Bei russischen Drohnenangriffen sind in der südostukrainischen Großstadt Krywyj Rih mindestens 14 Menschen in einem belebten Einkaufszentrum getötet worden. Das berichtete der Militärgouverneur des Gebiets Dnipropetrowsk, Olexander Hanscha, auf der Nachrichtenplattform Telegram. Die Zahl der Verletzten habe sich bis zum Abend auf 121 erhöht, unter ihnen 22 Kinder, teilte Hanscha mit. 29 Personen hätten schwerste Verletzungen erlitten, unter ihnen fünf Kinder.

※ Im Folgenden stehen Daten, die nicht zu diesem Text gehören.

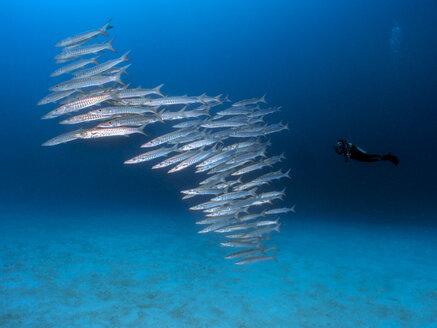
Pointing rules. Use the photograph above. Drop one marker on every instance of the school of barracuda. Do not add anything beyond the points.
(229, 145)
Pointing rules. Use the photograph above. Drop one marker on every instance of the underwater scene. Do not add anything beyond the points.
(218, 164)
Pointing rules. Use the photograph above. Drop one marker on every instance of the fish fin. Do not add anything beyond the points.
(287, 174)
(253, 192)
(109, 45)
(141, 129)
(263, 99)
(124, 56)
(274, 255)
(95, 60)
(277, 228)
(106, 27)
(157, 90)
(118, 78)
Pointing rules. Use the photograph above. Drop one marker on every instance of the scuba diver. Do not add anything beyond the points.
(351, 151)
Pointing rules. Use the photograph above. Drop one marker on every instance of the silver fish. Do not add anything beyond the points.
(84, 36)
(75, 65)
(85, 50)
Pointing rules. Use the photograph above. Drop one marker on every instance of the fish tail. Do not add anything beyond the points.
(157, 90)
(95, 62)
(287, 174)
(124, 56)
(106, 27)
(109, 45)
(263, 99)
(141, 129)
(118, 78)
(274, 255)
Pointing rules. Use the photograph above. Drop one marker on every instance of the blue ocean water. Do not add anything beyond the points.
(88, 242)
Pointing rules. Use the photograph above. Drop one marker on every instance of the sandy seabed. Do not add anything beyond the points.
(154, 270)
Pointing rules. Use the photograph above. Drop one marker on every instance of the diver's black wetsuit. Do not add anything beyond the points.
(351, 151)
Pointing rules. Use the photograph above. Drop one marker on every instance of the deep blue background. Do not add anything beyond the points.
(328, 63)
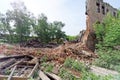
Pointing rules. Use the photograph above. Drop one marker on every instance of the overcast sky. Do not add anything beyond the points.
(70, 12)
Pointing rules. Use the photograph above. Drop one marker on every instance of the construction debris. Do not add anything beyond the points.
(35, 43)
(21, 68)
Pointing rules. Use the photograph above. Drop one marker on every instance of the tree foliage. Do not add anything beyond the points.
(18, 24)
(49, 31)
(108, 33)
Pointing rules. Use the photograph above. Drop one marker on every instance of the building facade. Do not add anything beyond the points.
(97, 10)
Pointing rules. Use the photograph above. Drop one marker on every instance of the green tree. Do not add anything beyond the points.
(41, 28)
(108, 33)
(49, 31)
(21, 20)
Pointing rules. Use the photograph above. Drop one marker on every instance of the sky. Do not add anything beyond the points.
(70, 12)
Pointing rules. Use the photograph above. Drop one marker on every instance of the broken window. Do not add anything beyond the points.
(103, 9)
(98, 7)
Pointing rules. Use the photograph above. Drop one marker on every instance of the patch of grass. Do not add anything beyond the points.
(48, 67)
(108, 58)
(65, 75)
(74, 64)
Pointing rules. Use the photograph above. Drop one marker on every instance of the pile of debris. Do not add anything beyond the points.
(35, 43)
(22, 67)
(58, 55)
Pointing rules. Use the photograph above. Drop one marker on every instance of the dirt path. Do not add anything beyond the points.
(102, 71)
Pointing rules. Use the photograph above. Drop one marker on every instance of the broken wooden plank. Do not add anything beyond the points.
(53, 76)
(14, 64)
(8, 63)
(19, 73)
(10, 77)
(43, 76)
(3, 77)
(33, 70)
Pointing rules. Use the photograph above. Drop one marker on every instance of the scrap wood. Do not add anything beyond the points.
(14, 64)
(33, 70)
(22, 71)
(42, 75)
(10, 76)
(7, 64)
(53, 76)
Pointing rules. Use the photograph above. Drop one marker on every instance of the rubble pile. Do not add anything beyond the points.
(59, 54)
(35, 43)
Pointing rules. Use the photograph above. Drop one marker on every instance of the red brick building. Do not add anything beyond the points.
(97, 9)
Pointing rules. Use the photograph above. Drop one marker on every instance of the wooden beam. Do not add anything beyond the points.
(53, 76)
(43, 76)
(10, 77)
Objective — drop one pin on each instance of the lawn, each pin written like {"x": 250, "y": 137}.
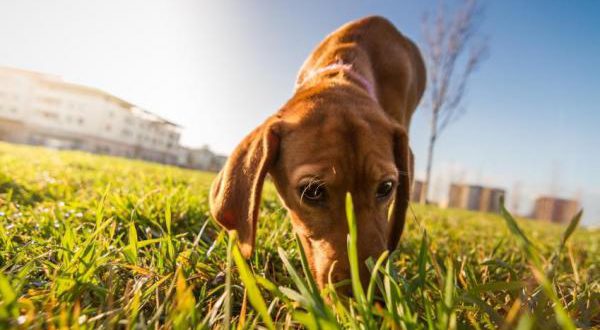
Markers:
{"x": 99, "y": 242}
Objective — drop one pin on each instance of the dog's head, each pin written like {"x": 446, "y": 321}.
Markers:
{"x": 317, "y": 148}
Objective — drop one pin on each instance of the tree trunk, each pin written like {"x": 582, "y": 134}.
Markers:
{"x": 430, "y": 149}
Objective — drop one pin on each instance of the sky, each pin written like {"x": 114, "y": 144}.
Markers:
{"x": 219, "y": 68}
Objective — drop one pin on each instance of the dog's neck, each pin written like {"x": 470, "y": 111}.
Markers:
{"x": 340, "y": 67}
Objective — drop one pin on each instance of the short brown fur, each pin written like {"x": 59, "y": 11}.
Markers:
{"x": 335, "y": 130}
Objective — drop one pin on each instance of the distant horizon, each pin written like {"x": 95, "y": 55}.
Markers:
{"x": 220, "y": 69}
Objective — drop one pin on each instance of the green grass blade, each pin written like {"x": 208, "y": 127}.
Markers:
{"x": 254, "y": 294}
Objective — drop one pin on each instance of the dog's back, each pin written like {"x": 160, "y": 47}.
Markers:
{"x": 378, "y": 52}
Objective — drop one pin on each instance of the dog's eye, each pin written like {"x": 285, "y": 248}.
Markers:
{"x": 313, "y": 192}
{"x": 384, "y": 189}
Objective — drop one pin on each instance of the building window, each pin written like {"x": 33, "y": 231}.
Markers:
{"x": 49, "y": 115}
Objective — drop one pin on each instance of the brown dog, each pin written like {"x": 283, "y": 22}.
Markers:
{"x": 344, "y": 130}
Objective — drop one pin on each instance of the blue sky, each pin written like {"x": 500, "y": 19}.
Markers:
{"x": 220, "y": 68}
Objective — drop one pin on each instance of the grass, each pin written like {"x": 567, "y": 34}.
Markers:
{"x": 98, "y": 242}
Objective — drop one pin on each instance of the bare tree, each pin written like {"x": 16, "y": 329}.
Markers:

Präsident Wolodymyr Selenskyj sprach in einem Beitrag auf Facebook von einem «absolut zynischen und hinterhältigen Angriff auf ein gewöhnliches Einkaufszentrum». Nach seinen Angaben griffen die Drohnen in zwei Wellen an. «Eine halbe Stunde nach dem ersten Treffer und dem Ausbruch eines Brandes folgte ein erneuter Angriff auf die Rettungskräfte», berichtete er.
«Solche Angriffe sind schlichtweg Terrorakte», betonte er. Die Welt müsse entsprechend darauf reagieren – mit echtem Druck auf den Aggressor. «Damit Frieden herrschen kann, muss Russland tatsächlich zur Verantwortung gezogen werden.»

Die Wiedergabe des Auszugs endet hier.